Friday, February 29, 2008

New Abu Ghraib Photos from Philip Zimbardo

As a witness called in the Abu Ghraib case, Dr. Philip Zimbardo, famous for the Stanford Prison Experiment, released yesterday at the Monterey TED (Technology, Entertainment, Design) Conference some photos not previously publicly available.

I am reminded in looking at the above photo of the infamous picture of Southern whites milling around in a picnic atmosphere, laughing and smiling, while above them dangle two lynched black men. I could not find an Internet posting of that photo, but did find this one below:


As Zimbardo, a social psychologist, has indicated, attributing these barbaric actions to a few bad apples constitutes the "fundamental attribution error:" explaining human behavior based on the individual personalities of people involved instead of the social context in which such behavior becomes the norm. This does not excuse the inhumanity of the individuals depicted here, but it does account for why such behavior can occur and why the actions of those who construct such situations are principally to blame.
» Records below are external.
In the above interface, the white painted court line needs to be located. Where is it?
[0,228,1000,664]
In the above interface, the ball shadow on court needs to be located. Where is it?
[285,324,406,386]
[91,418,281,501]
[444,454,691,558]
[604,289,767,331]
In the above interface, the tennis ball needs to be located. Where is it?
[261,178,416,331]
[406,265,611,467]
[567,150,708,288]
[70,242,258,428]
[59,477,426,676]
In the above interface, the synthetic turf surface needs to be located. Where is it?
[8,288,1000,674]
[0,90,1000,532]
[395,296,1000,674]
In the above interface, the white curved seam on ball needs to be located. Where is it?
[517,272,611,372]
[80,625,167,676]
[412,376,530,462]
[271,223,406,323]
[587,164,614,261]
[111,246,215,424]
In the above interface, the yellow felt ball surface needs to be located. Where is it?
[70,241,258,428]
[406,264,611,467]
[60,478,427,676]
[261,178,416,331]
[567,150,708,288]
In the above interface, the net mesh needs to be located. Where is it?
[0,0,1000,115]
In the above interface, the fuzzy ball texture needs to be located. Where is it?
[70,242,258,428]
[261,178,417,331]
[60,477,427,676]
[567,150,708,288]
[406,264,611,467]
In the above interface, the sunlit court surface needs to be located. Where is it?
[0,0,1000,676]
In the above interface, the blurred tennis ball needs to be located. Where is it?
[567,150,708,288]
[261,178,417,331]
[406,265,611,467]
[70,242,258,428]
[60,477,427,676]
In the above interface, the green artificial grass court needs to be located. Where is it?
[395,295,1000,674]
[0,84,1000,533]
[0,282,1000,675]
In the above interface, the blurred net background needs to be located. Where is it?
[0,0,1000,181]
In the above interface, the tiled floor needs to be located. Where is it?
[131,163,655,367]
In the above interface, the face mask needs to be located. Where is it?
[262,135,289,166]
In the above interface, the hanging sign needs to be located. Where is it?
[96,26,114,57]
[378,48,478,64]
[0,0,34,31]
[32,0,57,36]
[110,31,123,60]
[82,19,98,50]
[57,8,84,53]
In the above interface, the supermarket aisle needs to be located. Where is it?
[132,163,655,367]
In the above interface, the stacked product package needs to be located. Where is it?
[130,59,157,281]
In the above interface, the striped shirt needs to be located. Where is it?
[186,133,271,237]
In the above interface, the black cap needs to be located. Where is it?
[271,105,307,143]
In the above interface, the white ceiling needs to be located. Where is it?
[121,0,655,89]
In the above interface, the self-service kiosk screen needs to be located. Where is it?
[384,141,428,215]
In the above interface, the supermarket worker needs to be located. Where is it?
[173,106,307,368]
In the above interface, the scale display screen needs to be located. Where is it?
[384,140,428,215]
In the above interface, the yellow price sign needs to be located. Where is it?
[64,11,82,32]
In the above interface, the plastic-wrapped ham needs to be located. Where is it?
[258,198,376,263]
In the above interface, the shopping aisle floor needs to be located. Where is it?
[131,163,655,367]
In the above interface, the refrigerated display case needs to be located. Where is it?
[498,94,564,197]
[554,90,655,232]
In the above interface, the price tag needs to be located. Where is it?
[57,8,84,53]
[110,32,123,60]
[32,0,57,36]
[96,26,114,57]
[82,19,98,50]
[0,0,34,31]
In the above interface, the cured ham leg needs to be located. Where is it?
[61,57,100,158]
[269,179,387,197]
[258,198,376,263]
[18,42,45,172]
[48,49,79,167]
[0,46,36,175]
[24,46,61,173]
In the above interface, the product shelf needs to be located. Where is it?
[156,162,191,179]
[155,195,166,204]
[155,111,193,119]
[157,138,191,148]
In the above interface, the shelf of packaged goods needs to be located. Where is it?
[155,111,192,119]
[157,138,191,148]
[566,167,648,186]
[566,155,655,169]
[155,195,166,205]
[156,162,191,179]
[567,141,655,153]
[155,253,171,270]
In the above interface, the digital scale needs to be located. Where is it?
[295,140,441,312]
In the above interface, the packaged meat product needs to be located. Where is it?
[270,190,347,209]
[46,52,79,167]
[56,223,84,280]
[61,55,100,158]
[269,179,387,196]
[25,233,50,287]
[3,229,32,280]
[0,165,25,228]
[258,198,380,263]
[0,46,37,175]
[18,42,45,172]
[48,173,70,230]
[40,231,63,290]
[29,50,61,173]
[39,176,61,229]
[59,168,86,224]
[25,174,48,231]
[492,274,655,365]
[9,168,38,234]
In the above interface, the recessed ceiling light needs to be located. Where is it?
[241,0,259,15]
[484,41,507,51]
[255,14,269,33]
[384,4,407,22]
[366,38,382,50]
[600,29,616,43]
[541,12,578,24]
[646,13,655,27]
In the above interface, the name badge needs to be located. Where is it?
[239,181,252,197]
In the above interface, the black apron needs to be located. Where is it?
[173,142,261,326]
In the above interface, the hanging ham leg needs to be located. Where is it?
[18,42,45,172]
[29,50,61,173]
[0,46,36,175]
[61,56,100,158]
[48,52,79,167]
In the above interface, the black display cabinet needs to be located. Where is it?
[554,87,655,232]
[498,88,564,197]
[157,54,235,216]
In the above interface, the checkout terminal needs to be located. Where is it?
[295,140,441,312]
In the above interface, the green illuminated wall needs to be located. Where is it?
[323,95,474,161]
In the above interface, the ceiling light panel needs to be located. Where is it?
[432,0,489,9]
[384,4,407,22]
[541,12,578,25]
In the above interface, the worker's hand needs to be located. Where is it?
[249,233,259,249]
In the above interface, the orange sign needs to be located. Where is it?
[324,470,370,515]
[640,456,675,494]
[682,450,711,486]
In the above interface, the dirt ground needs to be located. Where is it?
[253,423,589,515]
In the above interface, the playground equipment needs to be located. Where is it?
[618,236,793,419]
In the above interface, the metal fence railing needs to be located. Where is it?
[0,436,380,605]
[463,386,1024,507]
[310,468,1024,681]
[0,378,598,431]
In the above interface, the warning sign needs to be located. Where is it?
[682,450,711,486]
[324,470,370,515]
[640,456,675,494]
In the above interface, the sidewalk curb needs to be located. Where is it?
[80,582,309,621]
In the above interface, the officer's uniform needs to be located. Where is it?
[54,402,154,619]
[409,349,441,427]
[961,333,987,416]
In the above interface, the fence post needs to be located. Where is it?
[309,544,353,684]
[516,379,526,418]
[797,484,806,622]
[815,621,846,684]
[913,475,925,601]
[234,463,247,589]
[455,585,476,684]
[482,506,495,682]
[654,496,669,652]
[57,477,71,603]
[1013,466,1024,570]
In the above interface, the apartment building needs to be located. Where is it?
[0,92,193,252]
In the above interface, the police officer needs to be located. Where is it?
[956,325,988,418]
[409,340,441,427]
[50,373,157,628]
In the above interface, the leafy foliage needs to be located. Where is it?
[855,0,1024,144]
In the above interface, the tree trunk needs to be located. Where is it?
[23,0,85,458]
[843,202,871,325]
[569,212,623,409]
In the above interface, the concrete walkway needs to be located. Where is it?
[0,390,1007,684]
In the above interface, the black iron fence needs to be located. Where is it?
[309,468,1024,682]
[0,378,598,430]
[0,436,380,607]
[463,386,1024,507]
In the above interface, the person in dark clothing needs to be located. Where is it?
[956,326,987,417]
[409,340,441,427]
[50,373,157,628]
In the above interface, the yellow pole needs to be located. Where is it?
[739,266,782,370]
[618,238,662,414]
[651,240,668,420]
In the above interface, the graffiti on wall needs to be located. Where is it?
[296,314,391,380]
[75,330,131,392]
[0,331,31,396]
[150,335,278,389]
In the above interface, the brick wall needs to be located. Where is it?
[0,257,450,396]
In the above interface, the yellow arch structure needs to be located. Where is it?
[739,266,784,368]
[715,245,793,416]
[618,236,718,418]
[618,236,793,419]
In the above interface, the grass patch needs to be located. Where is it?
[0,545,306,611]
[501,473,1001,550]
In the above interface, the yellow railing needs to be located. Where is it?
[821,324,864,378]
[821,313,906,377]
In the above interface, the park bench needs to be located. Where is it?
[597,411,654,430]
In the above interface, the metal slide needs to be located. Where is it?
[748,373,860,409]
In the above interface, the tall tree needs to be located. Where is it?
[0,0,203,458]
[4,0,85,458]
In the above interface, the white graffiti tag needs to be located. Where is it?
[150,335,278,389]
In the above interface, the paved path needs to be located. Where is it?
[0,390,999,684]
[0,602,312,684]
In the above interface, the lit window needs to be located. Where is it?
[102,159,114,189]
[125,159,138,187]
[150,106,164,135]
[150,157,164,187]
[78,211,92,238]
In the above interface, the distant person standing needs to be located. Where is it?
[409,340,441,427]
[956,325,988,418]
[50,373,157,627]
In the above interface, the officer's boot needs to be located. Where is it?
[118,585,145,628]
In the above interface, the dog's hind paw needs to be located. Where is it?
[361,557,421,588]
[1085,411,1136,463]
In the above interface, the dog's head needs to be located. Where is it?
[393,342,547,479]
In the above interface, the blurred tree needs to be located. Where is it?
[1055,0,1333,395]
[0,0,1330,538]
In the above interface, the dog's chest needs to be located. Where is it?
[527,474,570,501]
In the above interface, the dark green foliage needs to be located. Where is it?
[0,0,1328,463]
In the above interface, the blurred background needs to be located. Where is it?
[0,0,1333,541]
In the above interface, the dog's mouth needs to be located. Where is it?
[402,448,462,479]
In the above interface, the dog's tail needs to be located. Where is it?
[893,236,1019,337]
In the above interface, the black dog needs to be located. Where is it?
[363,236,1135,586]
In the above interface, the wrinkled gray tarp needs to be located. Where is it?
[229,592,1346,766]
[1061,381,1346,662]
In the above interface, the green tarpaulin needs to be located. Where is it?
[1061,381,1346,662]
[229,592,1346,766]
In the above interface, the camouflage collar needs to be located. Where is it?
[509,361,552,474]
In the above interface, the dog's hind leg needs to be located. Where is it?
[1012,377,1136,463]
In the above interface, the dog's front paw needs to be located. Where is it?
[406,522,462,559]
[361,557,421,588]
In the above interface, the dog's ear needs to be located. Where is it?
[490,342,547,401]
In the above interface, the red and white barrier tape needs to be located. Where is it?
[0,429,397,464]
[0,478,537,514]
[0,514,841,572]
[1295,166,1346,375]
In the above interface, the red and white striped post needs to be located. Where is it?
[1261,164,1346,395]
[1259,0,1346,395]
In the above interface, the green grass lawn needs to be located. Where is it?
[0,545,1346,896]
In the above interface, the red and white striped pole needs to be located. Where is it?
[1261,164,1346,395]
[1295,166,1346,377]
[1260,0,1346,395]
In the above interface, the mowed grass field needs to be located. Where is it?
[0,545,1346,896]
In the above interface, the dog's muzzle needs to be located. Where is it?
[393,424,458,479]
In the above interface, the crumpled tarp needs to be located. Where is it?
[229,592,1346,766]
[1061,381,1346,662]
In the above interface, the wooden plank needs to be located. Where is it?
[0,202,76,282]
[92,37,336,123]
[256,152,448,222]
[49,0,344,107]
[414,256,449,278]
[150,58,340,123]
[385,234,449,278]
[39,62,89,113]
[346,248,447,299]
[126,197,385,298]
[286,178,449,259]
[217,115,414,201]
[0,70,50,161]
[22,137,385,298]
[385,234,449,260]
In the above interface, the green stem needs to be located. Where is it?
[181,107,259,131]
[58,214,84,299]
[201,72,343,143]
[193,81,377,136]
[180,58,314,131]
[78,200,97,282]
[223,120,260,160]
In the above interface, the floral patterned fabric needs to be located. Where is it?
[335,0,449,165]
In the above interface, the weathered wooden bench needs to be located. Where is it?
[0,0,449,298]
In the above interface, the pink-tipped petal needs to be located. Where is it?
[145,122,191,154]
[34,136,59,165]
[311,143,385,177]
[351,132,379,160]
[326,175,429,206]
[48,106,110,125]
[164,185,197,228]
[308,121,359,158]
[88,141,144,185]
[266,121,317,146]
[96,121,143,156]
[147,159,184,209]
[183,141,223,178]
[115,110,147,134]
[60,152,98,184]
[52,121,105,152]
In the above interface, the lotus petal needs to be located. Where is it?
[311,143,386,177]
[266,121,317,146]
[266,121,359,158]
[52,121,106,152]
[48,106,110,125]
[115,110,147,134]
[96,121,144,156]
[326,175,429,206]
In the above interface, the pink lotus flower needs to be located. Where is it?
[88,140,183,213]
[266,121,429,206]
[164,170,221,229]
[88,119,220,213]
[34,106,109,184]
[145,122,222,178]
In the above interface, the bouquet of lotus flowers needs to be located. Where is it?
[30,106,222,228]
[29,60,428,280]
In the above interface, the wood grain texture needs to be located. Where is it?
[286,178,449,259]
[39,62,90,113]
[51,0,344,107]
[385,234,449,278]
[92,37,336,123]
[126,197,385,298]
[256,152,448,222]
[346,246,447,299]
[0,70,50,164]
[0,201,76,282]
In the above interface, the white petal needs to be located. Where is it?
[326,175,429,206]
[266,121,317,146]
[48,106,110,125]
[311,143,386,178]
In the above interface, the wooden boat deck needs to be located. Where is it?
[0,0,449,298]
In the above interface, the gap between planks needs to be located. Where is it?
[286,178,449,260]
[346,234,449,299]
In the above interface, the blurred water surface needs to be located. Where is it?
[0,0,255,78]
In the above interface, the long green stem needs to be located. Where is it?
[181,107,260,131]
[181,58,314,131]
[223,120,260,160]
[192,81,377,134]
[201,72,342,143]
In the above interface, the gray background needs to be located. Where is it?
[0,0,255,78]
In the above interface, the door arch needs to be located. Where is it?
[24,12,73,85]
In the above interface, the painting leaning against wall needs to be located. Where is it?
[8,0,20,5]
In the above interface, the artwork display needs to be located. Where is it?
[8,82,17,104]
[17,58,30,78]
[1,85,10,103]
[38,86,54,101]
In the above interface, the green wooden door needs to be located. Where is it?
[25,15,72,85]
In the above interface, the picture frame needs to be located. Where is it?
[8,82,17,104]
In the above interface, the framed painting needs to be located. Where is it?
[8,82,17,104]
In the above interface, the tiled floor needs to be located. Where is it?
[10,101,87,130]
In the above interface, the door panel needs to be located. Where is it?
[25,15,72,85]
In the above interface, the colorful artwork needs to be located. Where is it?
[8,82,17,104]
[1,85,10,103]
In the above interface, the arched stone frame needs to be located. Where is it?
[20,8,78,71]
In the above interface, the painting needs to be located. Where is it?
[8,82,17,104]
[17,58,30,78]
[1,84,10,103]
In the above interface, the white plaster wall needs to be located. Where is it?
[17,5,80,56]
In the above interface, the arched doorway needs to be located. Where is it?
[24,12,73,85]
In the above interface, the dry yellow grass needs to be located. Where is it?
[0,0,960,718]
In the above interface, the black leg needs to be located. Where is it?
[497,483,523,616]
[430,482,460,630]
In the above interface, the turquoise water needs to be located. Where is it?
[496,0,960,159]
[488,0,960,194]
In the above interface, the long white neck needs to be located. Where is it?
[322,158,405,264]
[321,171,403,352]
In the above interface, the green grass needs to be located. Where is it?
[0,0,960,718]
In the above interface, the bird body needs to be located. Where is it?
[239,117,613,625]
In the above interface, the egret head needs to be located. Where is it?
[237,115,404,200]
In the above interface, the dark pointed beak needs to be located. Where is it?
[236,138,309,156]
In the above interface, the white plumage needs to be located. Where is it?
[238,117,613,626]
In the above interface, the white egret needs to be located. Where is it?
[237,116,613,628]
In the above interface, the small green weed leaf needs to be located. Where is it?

In the case of Abu Ghraib and Guantanamo and other sites where U.S. forces and U.S. proxies are routinely torturing and killing innocents (70% of those being held in GITMO are, by the U.S. government's own admission, not guilty of anything) the blame lies with the Defense Department leadership and the White House, beginning with Bush and Cheney and on down to loathsome individuals such as David Addington, Jay Bybee, Alberto Gonzalez, John Yoo, Condoleeza Rice, Michael Mukasey, and Donald Rumsfeld.

Those who buy into the fraudulent claims by these monsters that we must do these things to "protect American lives" will buy anything at all, no matter how horrid and unjustified. Those who are in a position to put a stop to this immediately - U.S. Senators, for example, including those who are now running for the presidency - who have refused to stop it by filibuster if necessary - are complicit.

How can we sit by knowing that for seven years this kind of policy has been in place and is now, as you read these words, going on in our names, and not do everything in our power to stop it NOW? How can anyone who claims the mantle of moral leadership and aspires to be our president, not do everything in their power NOW to end it NOW?

Washington Post writer Monica Hesse, in describing the orange ribbons and wristbands being worn by many of Hollywood at the Academy Awards, called these orange protest symbols "cheap, ugly."

I beg to differ. What is ugly are these daily acts of inhumanity. Protest against torture is beautiful. Those who can permit these monstrosities to go on and who don't protest are the ones who are engaging in what can only euphemistically be described as "ugly."